Sampling in Imaging

This article and the following one will discuss the effect on resolution of digitizing a continuous optical image.

The sampling process carried out by the sensor results in digital values corresponding to an intensity at each pixel’s location.  These so-called Data Numbers are stored ideally as-is in the raw file and are proportional to infinitesimal point samples of a new continuous image: the optical image smoothed by the characteristics of the pixels’ effective active area, known as the pixel aperture function.

Figure 1. Simulated Pixel Aperture Function of a 4um pitch Back Side Illuminated pixel in isolation.  Note diffusion beyond the -2/+2um theoretical pixel boundaries suggested by pitch.

Smoothing by a finite pixel area reduces resolution.

Pixel Aperture, IPS, PSF

A pixel’s effective active area is typically known as its aperture in imaging, though when produced as an intensity map it is also referred to as Intra Pixel Sensitivity or pixel Point Spread Function, depending on context.

The function depends on the sensor’s physical characteristics: whether it is Front or Back Side Illuminated, its architecture, presence and type of microlenses, filters, etc.

Figure 2. The circuitry between arriving photons and the photodiode reduces the effectiveness of Front Side Illuminated pixels compared to Back Side Illuminated. Image courtesy of Cmglee under license, modified to show both options side by side.

As far as we are concerned it is just a detailed two-dimensional map of how likely photons impinging on different portions of the area of a pixel are to be captured.  Think of it as a wavelength dependent two-dimensional filter representing sub-pixel Quantum Efficiency weights.

In the rain-drops-in-bucket analogy, the effective aperture of a pixel can be envisioned as an uneven, leaky cheese cloth that funnels photons to a flow meter near its center.  Its leakiness and shape can vary, from square to round to pillow-like as determined by its physical make up.

For instance, this is how the folks at RIT measured Intra Pixel Sensitivity of the BSI sensor on the Kepler space mission, you can find the relative paper in the notes:[1]

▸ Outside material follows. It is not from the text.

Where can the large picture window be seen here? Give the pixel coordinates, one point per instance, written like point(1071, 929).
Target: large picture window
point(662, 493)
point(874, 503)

Figure 3. Normalized intra-pixel response of Kepler’s CCD at 600nm, Figure 11 of the paper “Direct measurement of the intra-pixel response function of the Kepler Space Telescope’s CCDs“, Vorobiev et al, 2018

The intensity map to the left, and the contour map to the right, show unsurprisingly that the pixel is better at collecting photons landing near its center than towards the edges, the rate of change dependent on wavelength.  The map is normalized to a relative maximum weight of one which it shows as pure white, worsening through increasingly dark grays, down to black for zero.  The shapes become less symmetrical and well behaved towards the edges of the sensor.  The scale above is large because that particular sensor is apparently used for infrared work.

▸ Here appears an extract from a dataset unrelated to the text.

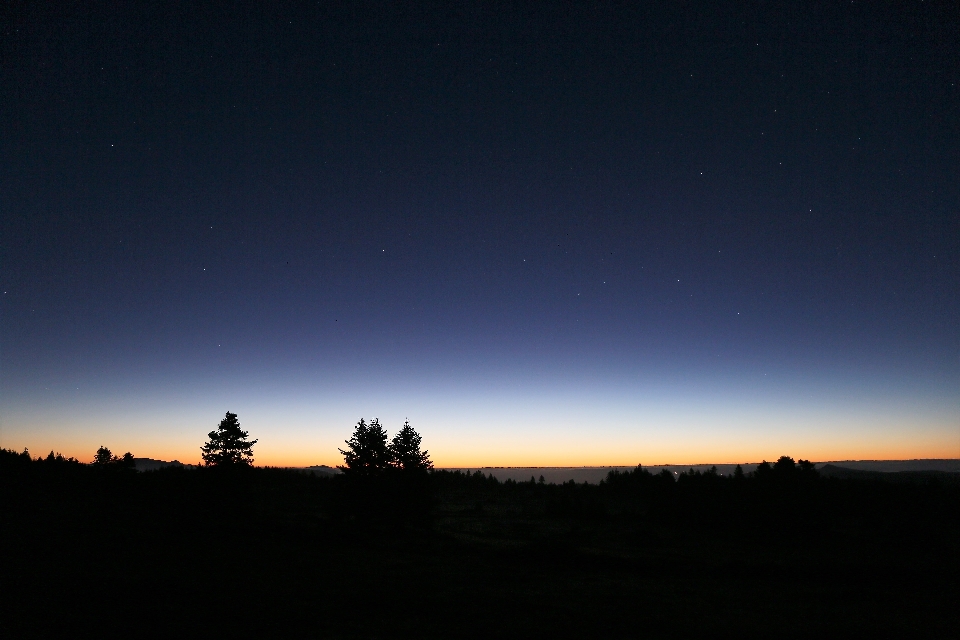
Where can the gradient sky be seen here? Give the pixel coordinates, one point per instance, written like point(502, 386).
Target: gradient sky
point(547, 234)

Pixel PSF in the Spatial Domain

BSI pixel aperture can be modeled as the convolution of hyperbolic secants or gaussians with the ideal aperture of a square window function.[2]   Below I used gaussians with the suggested standard deviation for 4 \mu m pitch BSI pixels with light around 550nm:

Figure 4.  Pixel Aperture Function as an image (left) and with intensity projected to the horizontal axis (right).  The yellow lines represent the boundaries of the ideal square pixel.

A single pixel in isolation is shown to emphasize the fact that the pixel’s PSF extends beyond the theoretical square area normally associated with it, because of physical effects like diffusion and crosstalk.  These effects can extend to several pixels away but in practice today’s sensor manufacturers are working hard to contain them much closer to a pixel’s boundaries.[3]

Nevertheless it is obvious that the decreasing sensitivity towards the edges means that fewer impinging photons will make it through there than in the center, resulting in a ‘Fill Factor’ of potentially less than 100%, meaning that the effective area of the pixel is less than that implied by pixel pitch.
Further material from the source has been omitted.